A: ISO 10993-12:2021 is a part of the ISO 10993 family that gives requirements and guidance for selection and preparation of test samples and reference materials used in biological evaluation of medical devices. Amendment 1 (2025) adds clarifications and corrections to the 2021 edition.

Q: What does it cover?

A: It covers how to select representative device portions for testing, how to prepare solid samples and extracts, how to choose and characterize reference materials and controls, and how to document sample handling and traceability for biological tests. It also indicates where its clauses intersect with chemical-characterization requirements (ISO 10993-18).

Q: Who typically uses it?

A: Medical device manufacturers, biocompatibility/toxicology experts, testing laboratories, regulatory affairs and quality personnel, and conformity assessment bodies use this standard to ensure consistent, defensible sample preparation and reporting for biocompatibility testing.
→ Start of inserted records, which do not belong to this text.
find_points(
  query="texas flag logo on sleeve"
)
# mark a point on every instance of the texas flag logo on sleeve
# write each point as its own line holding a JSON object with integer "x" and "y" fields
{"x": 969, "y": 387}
Q: Is it current or superseded?

A: ISO 10993-12:2021 is the current base edition (Edition 5). Amendment 1 published in August 2025 is a current published amendment that modifies or clarifies parts of the 2021 text; users should apply the amendment together with the 2021 edition. Check your national standards body or ISO for the official consolidated text if required.

Q: Is it part of a series?

A: Yes — it is part of the ISO 10993 series, which addresses biological evaluation of medical devices across multiple parts (testing strategy, cytotoxicity, systemic toxicity, chemical characterization, etc.).

Q: What are the key keywords?

A: Key keywords include: sample preparation, reference materials, extracts, test samples, biocompatibility, biological evaluation, medical devices, ISO 10993.